中国美術

中国美術 ( ちゅうごくびじゅつ )

隋唐時代(581年~907年)
この時代、中国古代陶磁の至宝である唐三彩が生まれ、 華麗な意匠や色釉(いろゆう)の幻想的な魅力は、世界のやきものの中でも群を抜く存在です。
緑・褐色・白、或いは藍などの色釉は変化に富み、器形などにローマや西アジアの金属器やガラス器の影響が色濃いものも多く見られます。
中国史上唯一の女帝となった則天武后(624~704年)時代こそ唐三彩の隆盛期であり、 世界に流布する唐三彩の優品の多くがこの時期の製作と考えられています。
五代十国時代(907年~960年)から南唐、北宋、南宋(1279年)へと移り変わっていきます。
北宋・南宋時代(960年~1279年)
北宋南宋の時代に、青磁釉の陶磁器が最盛期を迎えました。
北宋時代後半から南宋時代が最盛期で、耀州窯(陝西省)、龍泉窯(浙江省)、南宋官窯(浙江省)や汝窯(河南省)などが 名窯として知られています。

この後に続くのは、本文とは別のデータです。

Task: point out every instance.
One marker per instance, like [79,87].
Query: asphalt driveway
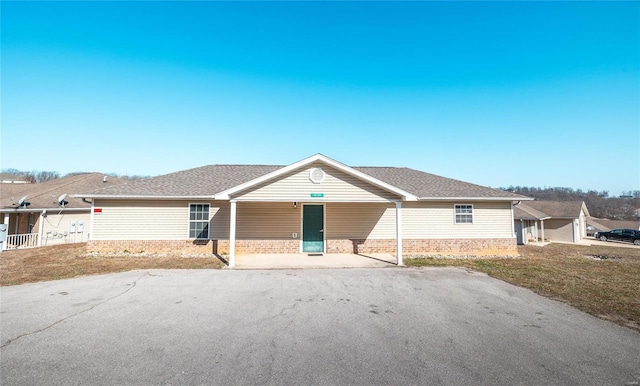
[342,326]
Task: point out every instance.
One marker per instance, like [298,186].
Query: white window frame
[207,221]
[456,214]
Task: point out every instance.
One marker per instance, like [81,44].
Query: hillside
[599,203]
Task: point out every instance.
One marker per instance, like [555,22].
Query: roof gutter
[140,197]
[503,199]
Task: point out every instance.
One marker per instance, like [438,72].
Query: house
[602,225]
[550,220]
[316,205]
[46,213]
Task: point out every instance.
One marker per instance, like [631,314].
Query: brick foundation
[455,247]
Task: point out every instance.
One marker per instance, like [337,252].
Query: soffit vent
[316,175]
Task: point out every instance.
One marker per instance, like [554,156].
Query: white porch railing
[25,240]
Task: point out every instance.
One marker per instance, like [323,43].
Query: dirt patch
[607,287]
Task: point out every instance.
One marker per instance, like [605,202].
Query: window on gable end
[464,214]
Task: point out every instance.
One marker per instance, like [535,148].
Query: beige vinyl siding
[273,220]
[436,220]
[60,223]
[558,230]
[360,221]
[153,220]
[337,186]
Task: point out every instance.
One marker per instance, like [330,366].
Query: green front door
[313,228]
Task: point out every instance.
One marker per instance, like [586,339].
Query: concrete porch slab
[311,260]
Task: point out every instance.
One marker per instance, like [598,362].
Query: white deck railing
[25,240]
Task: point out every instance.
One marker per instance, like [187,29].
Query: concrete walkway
[311,260]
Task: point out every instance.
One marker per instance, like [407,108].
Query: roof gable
[317,158]
[316,181]
[559,209]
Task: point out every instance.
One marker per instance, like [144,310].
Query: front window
[464,214]
[199,221]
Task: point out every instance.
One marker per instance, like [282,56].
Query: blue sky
[494,93]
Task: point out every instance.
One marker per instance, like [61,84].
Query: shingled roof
[207,181]
[44,195]
[552,209]
[524,212]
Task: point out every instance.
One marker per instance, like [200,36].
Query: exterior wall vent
[316,175]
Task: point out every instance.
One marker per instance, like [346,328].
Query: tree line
[36,176]
[600,205]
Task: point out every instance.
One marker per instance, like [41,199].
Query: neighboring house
[602,225]
[8,178]
[316,205]
[48,214]
[557,220]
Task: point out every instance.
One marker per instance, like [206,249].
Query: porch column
[41,226]
[399,232]
[6,227]
[232,235]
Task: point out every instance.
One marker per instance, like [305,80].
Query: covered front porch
[314,260]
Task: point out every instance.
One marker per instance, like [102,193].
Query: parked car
[629,235]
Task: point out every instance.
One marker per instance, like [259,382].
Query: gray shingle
[207,181]
[557,209]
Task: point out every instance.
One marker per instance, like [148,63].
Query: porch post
[6,224]
[232,236]
[41,226]
[399,232]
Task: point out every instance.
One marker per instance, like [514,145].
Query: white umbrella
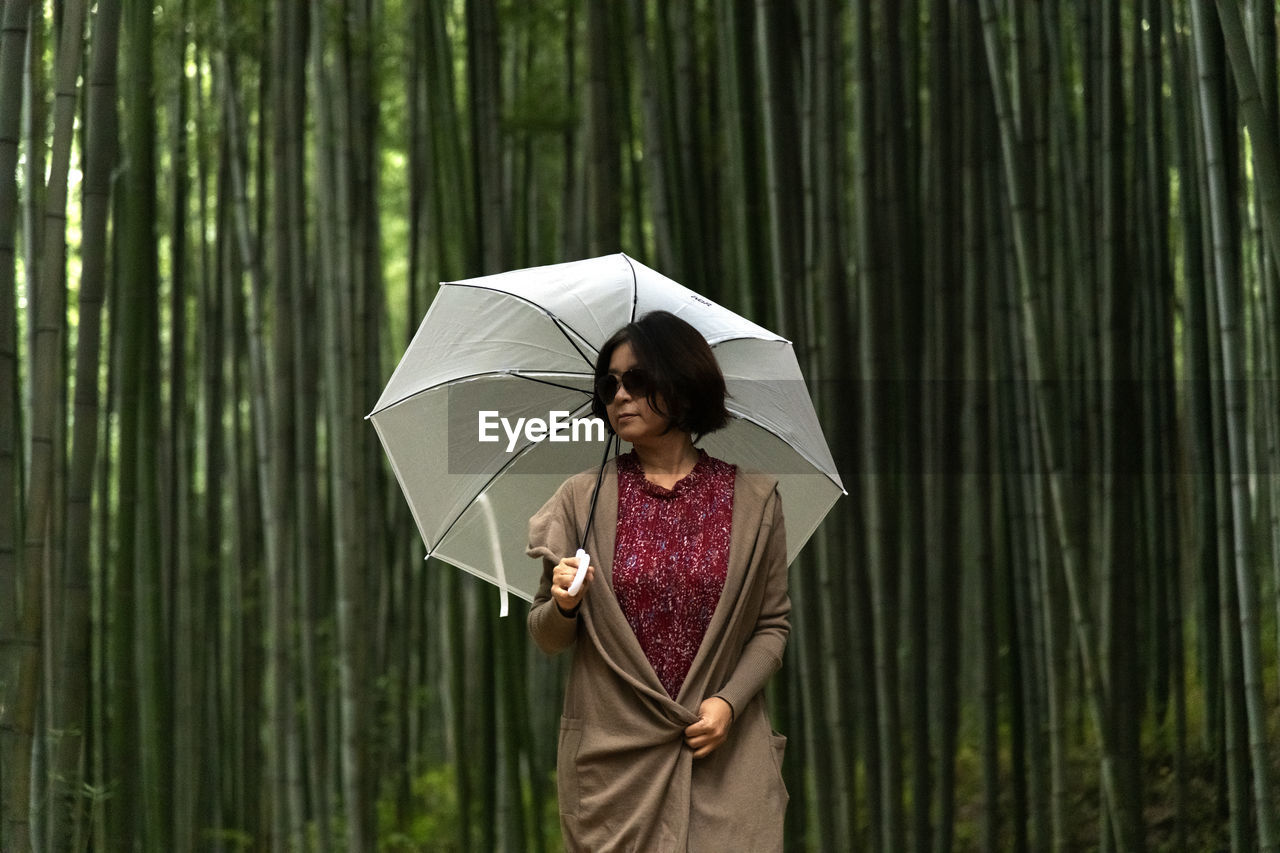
[485,414]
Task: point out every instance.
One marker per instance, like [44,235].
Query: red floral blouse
[671,560]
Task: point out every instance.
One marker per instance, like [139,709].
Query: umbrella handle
[584,560]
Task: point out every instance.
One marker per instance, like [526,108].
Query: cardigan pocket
[566,765]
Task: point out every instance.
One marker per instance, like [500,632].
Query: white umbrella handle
[584,560]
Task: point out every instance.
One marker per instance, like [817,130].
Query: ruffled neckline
[630,464]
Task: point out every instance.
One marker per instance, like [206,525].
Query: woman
[664,742]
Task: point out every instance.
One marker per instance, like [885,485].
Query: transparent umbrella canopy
[489,409]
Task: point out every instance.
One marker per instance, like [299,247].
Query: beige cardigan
[626,779]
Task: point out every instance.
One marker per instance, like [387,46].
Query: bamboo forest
[1028,256]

龍泉窯は明代中期まで生産を続けていますが、明代後半には衰退し始めました。
五代~北宋時代の絵画には、荊浩、董源、巨然、李成、范寛、郭熙など、その後千年間古典とされた山水画専門または山水画で有名な巨匠達が輩出されました。
元時代(1271年~1368年)
書画の分野や文学では、趙孟フ(1254年~1322年)は、南宋~元代の政治家、文人(書家、画家)がもっとも有名です。
書画は古典への復興を目指したもので、書は元代の版本はみな趙孟フの書体に基づくといわれております。
絵画は呉興派と呼ばれる新潮流を開き、元代末には黄公望、倪サン、呉鎮、王蒙の「元末四大家」が山水画の技法を確立しました。
元代の陶磁器には染付などの鮮やかな新技法と大盤など大きな器形が新たに登場しました。
宋代までの青磁などと対照的で、輸入されたコバルトが青花と呼ばれる染付に用いられ、回回青と呼ばれていました。
東西交流の進んだ元代の特性をよく現しています。
明時代(1368年~1644年)
「元末四大家」の流れを引き継いだのが呉派です。 呉派の代表的な画家には沈周と文徴明がいます。
陶磁器の分野では、元から引き継いだ染付や新しい赤絵の技法が開発され大きく隆盛しました。
景徳鎮の窯からは大量の製品が生み出され、国内だけは無く海外にも輸出されました。
中でも「万暦赤絵」は名品中の名品とされ、現在でも好事家の垂涎の的となっています。
また、紫禁城もこの時代に完成しており、現在は故宮博物院として使われ、世界遺産にも登録されています。
清時代(1636年~1912年)
絵画では、明初の石濤、八大山人、が有名です。
陶磁器の分野では景徳鎮は陶磁器生産の拠点、明代から引き継いで赤絵・染付などが生産されました。